Pas vraiment. En ce qui concerne la caisse de pension de Holcim Suisse, les membres du conseil de fondation reçoivent chaque mois un extrait du portefeuille comprenant tous les postes de dépôt; ils n’en ont d’ailleurs pas exigé davantage pendant la crise. Les décisions opérationnelles sont prises par le comité de placement, composé notamment de membres délégués du conseil de fondation. En réaction à la crise, nous avons informé le comité de placement chaque semaine par conférence téléphonique, voire avec des conférences téléphoniques ad hoc.

Vous n’avez donc jamais été réveillé en pleine nuit par un membre du conseil de fondation?

Non. Et j’ai dormi à poings fermés durant cette période également. (Rires.) En revanche, le comité de placement connaît le fonctionnement de notre système d’alerte précoce. Dès que certaines limites sont atteintes, il doit mettre en œuvres des mesures préalablement définies. Mais le cas ne s’est jamais présenté.

Comment avez-vous été soutenu par UBS dans l’information des comités responsables?

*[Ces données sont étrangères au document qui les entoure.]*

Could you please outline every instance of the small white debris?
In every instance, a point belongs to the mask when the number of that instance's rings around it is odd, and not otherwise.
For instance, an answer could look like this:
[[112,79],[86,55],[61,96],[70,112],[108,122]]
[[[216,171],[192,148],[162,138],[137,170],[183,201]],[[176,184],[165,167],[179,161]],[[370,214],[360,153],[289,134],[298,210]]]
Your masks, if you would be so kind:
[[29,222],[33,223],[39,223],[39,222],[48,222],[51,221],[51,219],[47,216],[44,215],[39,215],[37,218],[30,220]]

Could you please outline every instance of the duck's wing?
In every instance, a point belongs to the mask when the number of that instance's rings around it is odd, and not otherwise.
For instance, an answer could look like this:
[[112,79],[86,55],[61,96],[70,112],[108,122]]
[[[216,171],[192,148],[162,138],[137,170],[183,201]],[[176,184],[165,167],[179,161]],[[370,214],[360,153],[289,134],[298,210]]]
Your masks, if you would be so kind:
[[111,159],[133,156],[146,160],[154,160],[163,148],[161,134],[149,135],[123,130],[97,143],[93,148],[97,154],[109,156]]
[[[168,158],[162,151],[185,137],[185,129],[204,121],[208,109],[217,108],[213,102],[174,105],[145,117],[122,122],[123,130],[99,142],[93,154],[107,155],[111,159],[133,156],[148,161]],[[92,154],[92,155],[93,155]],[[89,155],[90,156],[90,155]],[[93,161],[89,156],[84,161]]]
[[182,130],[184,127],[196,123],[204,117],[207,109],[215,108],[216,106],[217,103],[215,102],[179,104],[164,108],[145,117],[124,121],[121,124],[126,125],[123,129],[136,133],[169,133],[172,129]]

Je suis très satisfait des rapports élaborés sur mesure pour les destinataires. Cela m’épargne beaucoup de travail, puisque je ne suis pas obligé d’effectuer moi-même les comptes-rendus mensuels pour le conseil de fondation ni les rapports hebdomadaires à l’intention du comité de placement. Par ailleurs, l’Asset Wizard me fournit des informations actuelles concernant le portefeuille d’investissements. Il s’agit là d’un autre aspect important de la gouvernance. Car je peux constater d’emblée si des limites définies dans la réglementation en matière d’investissement ont été dépassées.


J’espère qu’UBS continuera à faire preuve d’autant d’innovation.

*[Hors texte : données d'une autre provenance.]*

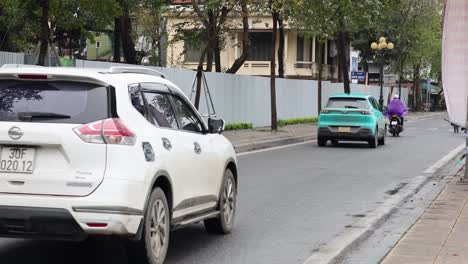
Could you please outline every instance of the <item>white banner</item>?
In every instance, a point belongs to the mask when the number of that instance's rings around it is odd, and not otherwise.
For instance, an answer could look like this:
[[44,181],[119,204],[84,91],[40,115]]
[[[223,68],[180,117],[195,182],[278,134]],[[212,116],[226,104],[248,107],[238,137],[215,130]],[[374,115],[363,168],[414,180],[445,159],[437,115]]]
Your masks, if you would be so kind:
[[468,1],[445,0],[442,81],[450,120],[465,126],[468,97]]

Le télétravail imposé par UBS a-t-il eu des répercussions pour vous?

Tout a fonctionné comme sur des roulettes. Et cela est vraiment remarquable. Mes interlocuteurs sont restés accessibles à tout moment et ont pu me fournir chaque information souhaitée depuis leur domicile. Rares sont les banques suisses qui bénéficient d’une infrastructure informatique aussi performante. Cela ne coule pas de source, car les coûts doivent être considérables. La crise a permis de prouver que cet argent a été investi à bon escient. J’espère qu’UBS continuera à faire preuve d’autant d’innovation. Je suis également ravi du conseil et du soutien de la part de mes conseillers. Et j’apprécie qu’UBS prenne vraiment au sérieux les besoins de ses clients.

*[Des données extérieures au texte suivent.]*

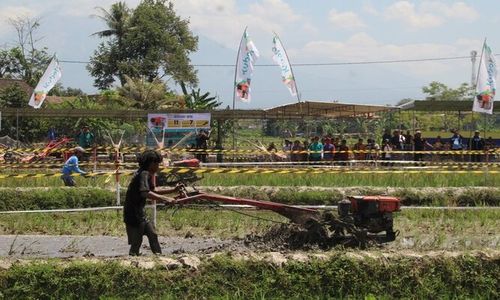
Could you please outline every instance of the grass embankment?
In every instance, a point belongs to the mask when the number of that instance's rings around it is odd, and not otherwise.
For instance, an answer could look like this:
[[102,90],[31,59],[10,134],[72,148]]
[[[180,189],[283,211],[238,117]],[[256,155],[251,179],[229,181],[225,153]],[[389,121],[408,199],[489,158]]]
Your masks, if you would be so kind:
[[197,271],[53,260],[0,270],[0,298],[498,299],[499,273],[498,256],[484,254],[360,258],[333,253],[326,260],[282,267],[221,255]]
[[[500,206],[499,188],[306,188],[306,187],[205,187],[226,196],[287,204],[335,205],[349,195],[392,195],[403,205]],[[122,190],[122,200],[125,199]],[[0,188],[0,211],[111,206],[114,191],[101,188]]]
[[[495,169],[498,170],[498,169]],[[478,170],[481,171],[481,170]],[[44,173],[36,170],[36,173]],[[51,171],[53,172],[53,171]],[[33,173],[33,172],[32,172]],[[16,172],[19,174],[19,172]],[[78,186],[110,188],[115,186],[114,175],[93,178],[75,177]],[[120,185],[126,187],[130,176],[121,176]],[[382,186],[382,187],[500,187],[500,174],[493,173],[337,173],[337,174],[205,174],[198,182],[204,186],[272,185],[272,186]],[[59,175],[40,178],[4,178],[0,187],[61,187]]]
[[[244,211],[268,220],[286,222],[267,211]],[[275,223],[227,210],[180,209],[158,212],[161,236],[243,238],[262,234]],[[400,231],[393,248],[415,250],[498,249],[500,210],[404,210],[395,214]],[[121,211],[2,215],[0,234],[111,235],[124,236]]]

À quels besoins songez-vous?

Personnellement, j’ai suggéré d’intégrer dans l’Asset Wizard le graphisme et le contenu du rapport existant sur le private equity. Je ne sais pas encore si cela sera possible. Mais on m’a explicitement demandé quels étaient mes souhaits et si j’avais des propositions d’amélioration. Cela ne va pas de soi non plus.

Quels sont les trois enseignements que vous tirez de la crise du coronavirus de mars 2020?

Il faut faire ses devoirs consciencieusement, penser à l’impensable et réfléchir à la manière d’y réagir le cas échéant. Le principal devoir réside dans une analyse ALM régulière et approfondie, comme base de la stratégie d’investissement. C’est une tâche vitale. Deuxièmement, il faut systématiquement adapter le portefeuille à la nouvelle stratégie. Et troisièmement, l’autodiscipline est de mise – la stratégie et les limites doivent être surveillées et les décisions doivent être mises en œuvre systématiquement. Tout le reste échappe à mon influence.